Previously on CAMPAIGN TRAILS, I suggested that Biden should take a page from Harry Truman’s famous re-election campaign and run against the inaction of a Do-Nothing Congress.
Well, in his surprisingly fiery State of the Union address this week, Biden seemed to do exactly that.
During the speech, he took a lot of prepared shots at Trump, whom he repeatedly referenced as “my predecessor,” but he also went off script several times to spar aggressively — and happily! — with the congressional Republicans arrayed before him. He took their boos and their taunts, and turned them around to his advantage.
But more than that, he pulled the same trick that the poker-playing Truman did in the 1948 campaign — he called congressional Republicans’ bluff.
In Truman’s case, he used his acceptance speech at the Democratic National Convention in Philadelphia to call Congress back into an emergency session. At their own convention, the Republicans had just passed a platform promising that they would act on rising prices and a serious housing crisis if they won. Truman basically said, why wait? If you believe in those things, do it now.
Liberals, who had long been fretting that Truman wasn’t up to the task and frantically searching for someone to replace him, were suddenly excited about Truman again. As TRB of the New Republic noted, “it was fun to see the scrappy little cuss come out of his corner fighting, not trying to use big words, but being himself and saying a lot of honest things.”
After the special session of Congress got nowhere, Truman hit the road in an unusually energetic campaign. He trashed congressional Republicans as “Wall Street reactionaries “bloodsuckers,” and “gluttons of privilege.” The Republican leaders in Congress, he said, were “tools of the most reactionary elements” who would “skim the cream from our natural resources to satisfy their own greed.” Making the election about more than him or his opponent, he told audiences “if you send another Republican Congress to Washington, you’re a bigger bunch of suckers than they think you are.”
And of course, it worked.
Biden basically launched the same sort of challenge in his State of the Union. In his case, he called the Republican bluff on their perennial campaign issue of the border. He pointed out that Congress had worked out a fairly conservative bill that would have addressed most of the things Republicans claim they want — an argument that was really helped by one of the bill’s co-sponsors, Republican Sen. Jim Lankford of Oklahoma, seen mouthing “that’s true” as the president described it — but that they had folded under pressure from Trump to deny Biden a win on the issue.
Biden called them out:
I believe that given the opportunity, for a majority in the House and Senate would endorse the bill as well — a majority right now. But unfortunately, politics have derailed this bill so far.

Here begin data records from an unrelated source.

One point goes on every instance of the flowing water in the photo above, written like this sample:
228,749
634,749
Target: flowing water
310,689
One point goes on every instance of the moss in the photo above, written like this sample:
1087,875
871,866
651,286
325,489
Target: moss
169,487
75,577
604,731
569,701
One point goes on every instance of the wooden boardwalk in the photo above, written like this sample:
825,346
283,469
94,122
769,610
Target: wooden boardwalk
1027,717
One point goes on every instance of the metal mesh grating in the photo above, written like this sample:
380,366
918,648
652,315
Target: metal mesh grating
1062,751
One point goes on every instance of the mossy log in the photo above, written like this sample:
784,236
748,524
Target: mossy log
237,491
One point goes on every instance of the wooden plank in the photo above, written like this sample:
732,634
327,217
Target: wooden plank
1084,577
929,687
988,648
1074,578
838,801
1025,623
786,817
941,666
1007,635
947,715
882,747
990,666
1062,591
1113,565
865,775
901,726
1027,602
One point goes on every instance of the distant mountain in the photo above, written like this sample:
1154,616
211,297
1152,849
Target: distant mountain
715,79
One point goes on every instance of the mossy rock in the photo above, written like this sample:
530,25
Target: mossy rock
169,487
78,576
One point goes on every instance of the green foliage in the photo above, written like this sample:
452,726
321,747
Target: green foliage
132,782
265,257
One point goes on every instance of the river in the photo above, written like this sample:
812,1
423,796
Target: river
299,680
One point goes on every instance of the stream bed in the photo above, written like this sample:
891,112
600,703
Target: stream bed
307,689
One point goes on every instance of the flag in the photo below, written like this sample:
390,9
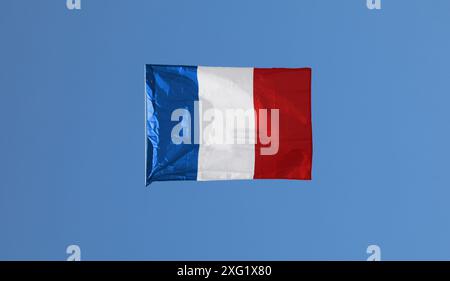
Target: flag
227,123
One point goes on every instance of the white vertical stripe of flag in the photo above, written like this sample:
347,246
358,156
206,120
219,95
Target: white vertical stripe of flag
223,88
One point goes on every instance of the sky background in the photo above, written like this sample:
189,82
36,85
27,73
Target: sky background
72,131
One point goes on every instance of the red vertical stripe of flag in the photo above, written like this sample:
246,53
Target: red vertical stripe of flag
288,90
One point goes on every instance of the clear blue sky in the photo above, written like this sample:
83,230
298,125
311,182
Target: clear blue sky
72,131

I’m told my predecessor called members of Congress and the Senate to demand they block the bill. He feels, political win — he viewed it would be a political win for me and a political loser for him. It’s not about him. It’s not about me. I’d be a winner, not really.
…
Folks, I would respectfully suggest my Republican friends owe it to the American people: Get this bill done. We need to act now.
And if my predecessor is watching instead of playing politics and pressuring members of Congress to block the bill, join me in telling the Congress to pass it.
Now, I know better than to predict the future in politics, but given the abysmal track record of this Congress, I’d say the odds are good that the next steps follow the Truman script — the GOP House will refuse to do anything, and Biden can double down on the attacks while making himself seem like the reasonable one.
It’s a winning approach, and one that would work well for this particular president in this particular moment.
Keep on being a scrappy little cuss, Mr. President. It looks good on you.
He is the reasonable one! The gop led congress will continue on the hunter nonsense while trying to impeach Biden on made up claims. They are ridiculous and Truman was right: stop voting for republicans!